Scales of Paperwork: UNESCO’s International Campaign to Save the Monuments of Nubia and the Making and Remaking of Decolonized Pasts

Saturday, January 7, 2017: 2:10 PM
Centennial Ballroom A (Hyatt Regency Denver)
William Carruthers, German Historical Institute London
Throughout the 1960s, archaeologists, engineers, and architects from around the world descended upon neighbouring parts of Egypt and Sudan to take part in UNESCO’s International Campaign to Save the Monuments of Nubia. Many remember this work for its spectacle: as the floodwaters of the Aswan High Dam submerged ancient remains, so the participants in the Nubian Campaign famously cut apart and reassembled colossal monuments like the temple of Abu Simbel. The Campaign, though, allowed for more than a spectacular practice of monument salvage. The unprecedented scale of the work—its length, the spatial reach of its archaeological survey, and the coordination of the huge number of people and institutions involved in it—also generated an unprecedented amount of paperwork and printed matter relating to the pasts under investigation. This presentation discusses this paperwork, the practices surrounding it, and the pasts that it helped to generate as Egypt and Sudan became decolonised nation-states.

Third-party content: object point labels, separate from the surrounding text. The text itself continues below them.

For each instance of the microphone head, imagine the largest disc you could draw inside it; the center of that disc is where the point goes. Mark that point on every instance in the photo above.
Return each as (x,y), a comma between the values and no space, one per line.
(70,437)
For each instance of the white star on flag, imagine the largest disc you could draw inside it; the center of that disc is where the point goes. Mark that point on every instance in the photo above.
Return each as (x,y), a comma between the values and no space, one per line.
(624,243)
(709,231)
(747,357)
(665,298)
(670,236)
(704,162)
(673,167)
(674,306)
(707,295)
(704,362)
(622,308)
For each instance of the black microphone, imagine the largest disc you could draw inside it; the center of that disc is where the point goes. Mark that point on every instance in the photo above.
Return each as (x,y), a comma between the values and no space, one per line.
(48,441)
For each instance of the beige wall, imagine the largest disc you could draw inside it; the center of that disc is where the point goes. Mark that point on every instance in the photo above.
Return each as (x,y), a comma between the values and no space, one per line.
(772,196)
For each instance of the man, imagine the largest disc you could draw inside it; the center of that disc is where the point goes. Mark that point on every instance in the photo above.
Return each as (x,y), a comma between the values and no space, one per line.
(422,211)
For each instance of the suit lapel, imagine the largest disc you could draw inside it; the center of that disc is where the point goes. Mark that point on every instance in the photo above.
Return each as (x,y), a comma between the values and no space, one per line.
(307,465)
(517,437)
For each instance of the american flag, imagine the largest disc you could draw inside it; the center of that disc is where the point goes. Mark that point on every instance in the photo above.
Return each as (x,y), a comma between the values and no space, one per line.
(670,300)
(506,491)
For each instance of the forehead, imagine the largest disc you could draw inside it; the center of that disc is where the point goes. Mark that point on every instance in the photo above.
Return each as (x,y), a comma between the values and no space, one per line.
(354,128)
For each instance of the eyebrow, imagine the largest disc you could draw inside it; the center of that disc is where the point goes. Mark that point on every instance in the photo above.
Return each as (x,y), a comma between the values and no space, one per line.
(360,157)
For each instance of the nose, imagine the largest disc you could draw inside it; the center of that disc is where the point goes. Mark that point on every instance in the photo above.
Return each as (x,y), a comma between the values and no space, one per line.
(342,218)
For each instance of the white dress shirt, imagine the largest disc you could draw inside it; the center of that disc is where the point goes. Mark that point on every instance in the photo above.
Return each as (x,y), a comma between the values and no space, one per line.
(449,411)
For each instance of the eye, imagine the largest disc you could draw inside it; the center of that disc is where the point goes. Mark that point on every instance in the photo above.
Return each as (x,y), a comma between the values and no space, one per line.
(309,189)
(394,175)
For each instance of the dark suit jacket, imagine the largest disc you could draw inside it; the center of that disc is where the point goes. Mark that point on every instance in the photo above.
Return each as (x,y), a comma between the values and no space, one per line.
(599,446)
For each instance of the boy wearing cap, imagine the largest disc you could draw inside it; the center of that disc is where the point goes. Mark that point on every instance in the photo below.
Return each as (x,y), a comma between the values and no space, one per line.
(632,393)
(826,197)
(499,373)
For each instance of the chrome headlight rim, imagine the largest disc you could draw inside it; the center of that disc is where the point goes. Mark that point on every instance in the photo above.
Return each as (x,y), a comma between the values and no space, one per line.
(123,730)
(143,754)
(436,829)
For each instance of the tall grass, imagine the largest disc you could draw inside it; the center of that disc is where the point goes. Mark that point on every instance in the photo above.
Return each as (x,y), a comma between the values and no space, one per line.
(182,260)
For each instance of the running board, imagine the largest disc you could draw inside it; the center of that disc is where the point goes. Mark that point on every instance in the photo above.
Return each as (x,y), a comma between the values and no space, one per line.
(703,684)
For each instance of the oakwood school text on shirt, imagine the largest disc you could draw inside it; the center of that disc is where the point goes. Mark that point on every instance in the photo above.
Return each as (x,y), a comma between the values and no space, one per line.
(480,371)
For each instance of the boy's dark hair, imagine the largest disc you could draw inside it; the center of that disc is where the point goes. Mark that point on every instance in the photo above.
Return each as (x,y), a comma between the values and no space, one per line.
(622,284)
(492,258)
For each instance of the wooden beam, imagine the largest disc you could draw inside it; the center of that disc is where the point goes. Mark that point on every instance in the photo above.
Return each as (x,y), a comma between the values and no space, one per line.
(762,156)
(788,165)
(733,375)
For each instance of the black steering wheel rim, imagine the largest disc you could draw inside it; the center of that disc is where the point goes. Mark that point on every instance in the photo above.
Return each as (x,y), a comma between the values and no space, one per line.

Officials involved with the Nubian Campaign intended its paperwork to have two results: the accounting of events that took place in Egypt and Sudan and the closure of files relating to the pasts that had now been investigated there. Yet the culture of paperwork that grew up around the Campaign had the opposite effect. Rather than stabilising Egyptian and Sudanese pasts, doing paperwork allowed individuals and institutions from across political borders to continue to intervene in the two newly independent nation-states in the name of understanding their pasts better. Far from filing discussion of these pasts under lock and key, the practice of paperwork—in addition to the cultures of bureaucracy and expertise surrounding it—allowed these pasts to become constant objects of moral and material speculation. As decolonisation took shape, so, too, did the scales of time and space across which paperwork mattered.